Unless someone has some good ideas, the next thing I will disable the internal sas controller and wire into the sata ports. I'll probably build a spare and keep it on standby until this one croaks again.
-
@ultrasilence said in Fresh load, minimal tweaks, idle then catastrophe:
After a few weeks, the machine reboots and goes into endless boot loops.
why did it reboot ?
-
Yeah, impossible to say without seeing a crash report of some kind.
But, yes, hardware raid controllers can suck under pfSense and are best avoided if possible.
Steve
-
@heper said in Fresh load, minimal tweaks, idle then catastrophe:
@ultrasilence said in Fresh load, minimal tweaks, idle then catastrophe:
After a few weeks, the machine reboots and goes into endless boot loops.
why did it reboot ?
That unfortunately is an answer I do not have. It only had once PC routing through it, and it was offline.

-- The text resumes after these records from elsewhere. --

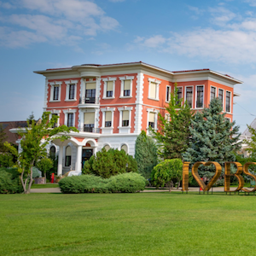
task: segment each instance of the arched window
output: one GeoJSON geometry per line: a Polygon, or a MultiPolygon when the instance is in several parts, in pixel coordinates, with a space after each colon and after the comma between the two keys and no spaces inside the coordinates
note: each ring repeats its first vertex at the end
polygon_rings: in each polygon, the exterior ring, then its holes
{"type": "Polygon", "coordinates": [[[106,151],[108,151],[110,149],[110,147],[108,145],[105,145],[104,148],[106,149],[106,151]]]}
{"type": "Polygon", "coordinates": [[[124,145],[122,145],[122,147],[121,147],[121,150],[125,150],[125,152],[127,154],[128,153],[128,148],[127,148],[127,146],[125,145],[125,144],[124,144],[124,145]]]}
{"type": "Polygon", "coordinates": [[[65,158],[65,166],[71,166],[71,147],[67,146],[66,148],[66,158],[65,158]]]}
{"type": "Polygon", "coordinates": [[[49,148],[49,154],[51,156],[55,156],[55,153],[56,153],[56,148],[55,146],[51,146],[49,148]]]}

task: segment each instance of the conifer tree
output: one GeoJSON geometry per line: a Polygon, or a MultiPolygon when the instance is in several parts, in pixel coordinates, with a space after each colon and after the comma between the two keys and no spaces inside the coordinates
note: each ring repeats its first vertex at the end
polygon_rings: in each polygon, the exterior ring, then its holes
{"type": "MultiPolygon", "coordinates": [[[[234,161],[234,153],[241,148],[238,143],[239,126],[235,126],[235,121],[230,123],[225,119],[222,102],[219,99],[212,99],[209,108],[195,114],[191,120],[189,131],[189,148],[183,154],[183,160],[194,164],[197,161],[216,161],[224,166],[225,161],[234,161]]],[[[211,177],[212,166],[198,169],[201,176],[211,177]],[[206,170],[206,171],[204,171],[206,170]]]]}
{"type": "Polygon", "coordinates": [[[158,153],[164,159],[182,158],[189,145],[190,137],[189,125],[194,112],[187,102],[181,104],[183,99],[177,97],[177,84],[171,94],[169,105],[166,107],[168,119],[159,113],[159,131],[151,129],[154,137],[159,143],[158,153]]]}
{"type": "Polygon", "coordinates": [[[151,171],[157,165],[157,148],[152,137],[145,131],[137,137],[135,143],[135,159],[138,172],[145,178],[150,177],[151,171]]]}

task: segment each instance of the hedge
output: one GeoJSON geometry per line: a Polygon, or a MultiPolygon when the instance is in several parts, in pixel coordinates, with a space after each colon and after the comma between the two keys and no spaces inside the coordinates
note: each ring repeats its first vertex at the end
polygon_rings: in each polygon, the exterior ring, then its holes
{"type": "Polygon", "coordinates": [[[135,172],[122,173],[110,178],[91,174],[66,177],[59,182],[61,193],[135,193],[143,190],[145,178],[135,172]]]}

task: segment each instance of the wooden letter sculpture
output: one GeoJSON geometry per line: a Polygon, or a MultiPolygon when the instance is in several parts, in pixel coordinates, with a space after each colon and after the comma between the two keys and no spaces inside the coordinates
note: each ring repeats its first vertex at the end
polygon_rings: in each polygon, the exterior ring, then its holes
{"type": "Polygon", "coordinates": [[[208,191],[212,185],[216,183],[218,178],[219,177],[221,174],[221,166],[218,162],[196,162],[194,164],[192,167],[192,175],[196,180],[197,183],[200,185],[200,187],[203,189],[203,191],[208,191]],[[201,177],[198,174],[198,167],[201,165],[204,165],[205,166],[208,166],[211,165],[214,165],[216,172],[214,176],[212,177],[210,182],[208,183],[207,185],[205,184],[205,183],[201,179],[201,177]]]}
{"type": "MultiPolygon", "coordinates": [[[[250,165],[255,165],[256,166],[256,163],[255,162],[248,162],[248,163],[246,163],[244,166],[243,166],[243,172],[247,175],[247,176],[250,176],[254,178],[255,180],[255,183],[256,183],[256,176],[250,173],[249,171],[248,171],[248,166],[250,165]]],[[[241,189],[241,190],[245,191],[245,192],[254,192],[256,190],[256,184],[255,184],[255,187],[254,189],[253,189],[252,190],[249,190],[249,189],[241,189]]]]}
{"type": "Polygon", "coordinates": [[[183,191],[189,190],[189,162],[183,162],[183,191]]]}
{"type": "Polygon", "coordinates": [[[240,191],[244,186],[244,179],[241,177],[242,166],[238,162],[225,162],[225,174],[224,174],[224,191],[225,192],[236,192],[240,191]],[[237,171],[235,174],[231,174],[230,166],[234,164],[236,166],[237,171]],[[230,177],[236,176],[238,179],[239,184],[235,190],[230,190],[230,177]]]}

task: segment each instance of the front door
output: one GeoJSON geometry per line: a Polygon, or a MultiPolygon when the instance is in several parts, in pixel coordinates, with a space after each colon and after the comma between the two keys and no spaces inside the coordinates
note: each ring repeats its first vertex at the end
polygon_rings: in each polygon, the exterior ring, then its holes
{"type": "Polygon", "coordinates": [[[82,168],[84,168],[84,164],[88,160],[93,154],[93,149],[83,149],[82,152],[82,168]]]}

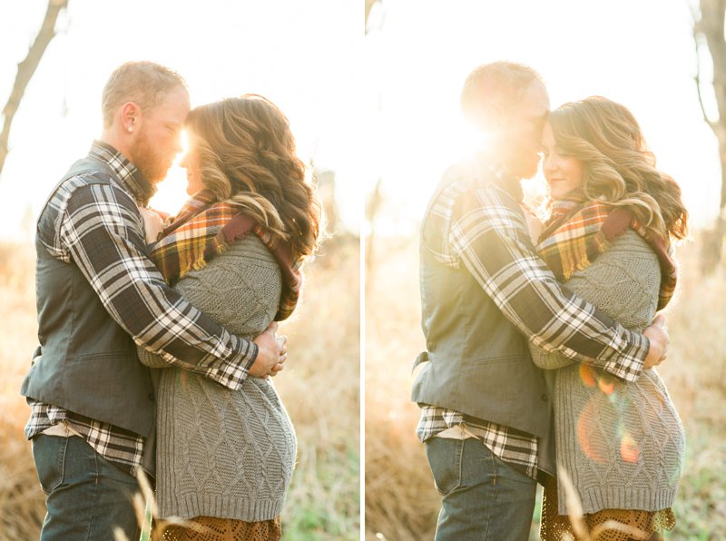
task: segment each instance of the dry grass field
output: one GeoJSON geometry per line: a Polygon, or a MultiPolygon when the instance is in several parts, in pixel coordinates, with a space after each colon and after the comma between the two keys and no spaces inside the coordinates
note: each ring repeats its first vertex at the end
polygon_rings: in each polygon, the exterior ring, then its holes
{"type": "MultiPolygon", "coordinates": [[[[726,264],[697,270],[698,242],[679,250],[682,280],[667,312],[671,348],[659,371],[682,418],[687,457],[672,540],[726,538],[726,264]]],[[[367,273],[366,538],[433,538],[439,497],[409,401],[424,347],[415,239],[378,241],[367,273]]],[[[538,512],[532,539],[537,539],[538,512]]]]}
{"type": "MultiPolygon", "coordinates": [[[[303,301],[281,326],[286,369],[275,383],[295,425],[298,466],[283,511],[284,538],[359,537],[358,241],[327,241],[306,268],[303,301]]],[[[0,540],[37,539],[44,514],[18,394],[34,348],[34,255],[0,244],[0,540]]]]}

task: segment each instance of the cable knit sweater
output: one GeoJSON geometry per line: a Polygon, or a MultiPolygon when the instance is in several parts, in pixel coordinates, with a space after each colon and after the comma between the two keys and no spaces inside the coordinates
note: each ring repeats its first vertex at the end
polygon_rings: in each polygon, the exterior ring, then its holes
{"type": "MultiPolygon", "coordinates": [[[[629,231],[566,285],[624,327],[642,331],[654,317],[660,280],[655,254],[629,231]]],[[[670,507],[685,438],[658,373],[644,370],[637,381],[624,383],[530,348],[535,363],[550,369],[557,467],[572,477],[584,512],[670,507]]],[[[558,492],[564,494],[561,481],[558,492]]],[[[559,513],[566,512],[563,497],[559,513]]]]}
{"type": "MultiPolygon", "coordinates": [[[[275,316],[280,268],[249,235],[175,286],[230,331],[251,339],[275,316]]],[[[142,362],[167,367],[140,349],[142,362]]],[[[156,490],[162,516],[262,521],[280,515],[295,463],[295,433],[270,379],[231,391],[175,368],[158,370],[156,490]]]]}

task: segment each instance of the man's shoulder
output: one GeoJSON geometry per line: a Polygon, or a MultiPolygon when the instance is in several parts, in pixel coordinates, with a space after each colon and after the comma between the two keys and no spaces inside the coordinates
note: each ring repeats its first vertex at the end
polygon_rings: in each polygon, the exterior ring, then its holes
{"type": "Polygon", "coordinates": [[[443,203],[452,210],[457,204],[466,208],[516,206],[516,201],[497,182],[495,172],[471,161],[458,162],[446,169],[432,203],[443,203]]]}
{"type": "Polygon", "coordinates": [[[115,202],[122,203],[126,199],[132,202],[111,171],[93,165],[71,168],[53,191],[51,201],[67,204],[74,196],[80,198],[83,195],[89,195],[99,202],[111,197],[115,202]]]}

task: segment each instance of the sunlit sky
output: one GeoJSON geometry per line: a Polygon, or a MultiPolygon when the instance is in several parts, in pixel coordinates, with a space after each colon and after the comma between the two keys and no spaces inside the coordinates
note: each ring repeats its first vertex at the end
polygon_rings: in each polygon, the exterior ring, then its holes
{"type": "MultiPolygon", "coordinates": [[[[301,157],[335,172],[346,225],[358,229],[380,178],[381,229],[405,232],[471,147],[458,110],[466,74],[494,60],[528,64],[553,107],[593,94],[628,106],[659,166],[682,184],[694,224],[706,224],[720,172],[693,83],[688,2],[384,0],[364,38],[362,0],[70,0],[13,125],[0,238],[29,238],[48,191],[100,133],[108,75],[132,59],[178,70],[192,106],[246,92],[270,97],[289,117],[301,157]]],[[[0,4],[2,104],[45,6],[0,4]]],[[[173,211],[183,178],[173,167],[155,206],[173,211]]]]}
{"type": "MultiPolygon", "coordinates": [[[[46,0],[0,4],[0,107],[27,54],[46,0]]],[[[0,177],[0,238],[30,239],[34,216],[70,164],[101,133],[101,92],[128,60],[177,70],[191,104],[256,93],[290,119],[299,153],[336,173],[341,219],[359,228],[363,199],[357,136],[363,8],[340,0],[70,0],[31,81],[0,177]]],[[[184,201],[184,171],[172,167],[154,206],[184,201]]]]}
{"type": "MultiPolygon", "coordinates": [[[[717,142],[698,103],[687,0],[384,0],[368,31],[364,106],[375,144],[365,167],[388,201],[380,231],[416,231],[441,173],[471,147],[458,108],[464,80],[495,60],[539,71],[553,107],[594,94],[626,105],[659,167],[681,183],[693,224],[715,216],[717,142]]],[[[711,71],[702,76],[710,82],[711,71]]]]}

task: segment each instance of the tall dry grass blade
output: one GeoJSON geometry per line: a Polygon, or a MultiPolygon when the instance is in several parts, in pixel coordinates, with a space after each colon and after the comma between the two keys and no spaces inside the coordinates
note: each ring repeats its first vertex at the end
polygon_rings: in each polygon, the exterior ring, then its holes
{"type": "Polygon", "coordinates": [[[585,541],[592,541],[590,532],[587,531],[587,525],[584,522],[583,516],[583,504],[580,497],[577,496],[567,470],[564,467],[557,467],[557,477],[562,480],[563,487],[564,487],[564,501],[567,505],[567,515],[570,517],[570,524],[573,525],[574,535],[578,538],[582,537],[585,541]]]}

I'm resisting the urge to put an OS that I am more familiar with.
-
@stephenw10 said in Fresh load, minimal tweaks, idle then catastrophe:
Yeah, impossible to say without seeing a crash report of some kind.
But, yes, hardware raid controllers can suck under pfSense and are best avoided if possible.
Steve
The heat sink on the LSI 2208 is pretty hot to the touch, so I have disabled it and will move things over to the sata ports.
I don't often encounter hardware failures that will destroy operating systems.
Time for round 3, if it happens again, are there any "paint by numbers" guides for retrieving logs externally?
-
The best thing you can do it hook up a serial console and log it's output to something locally.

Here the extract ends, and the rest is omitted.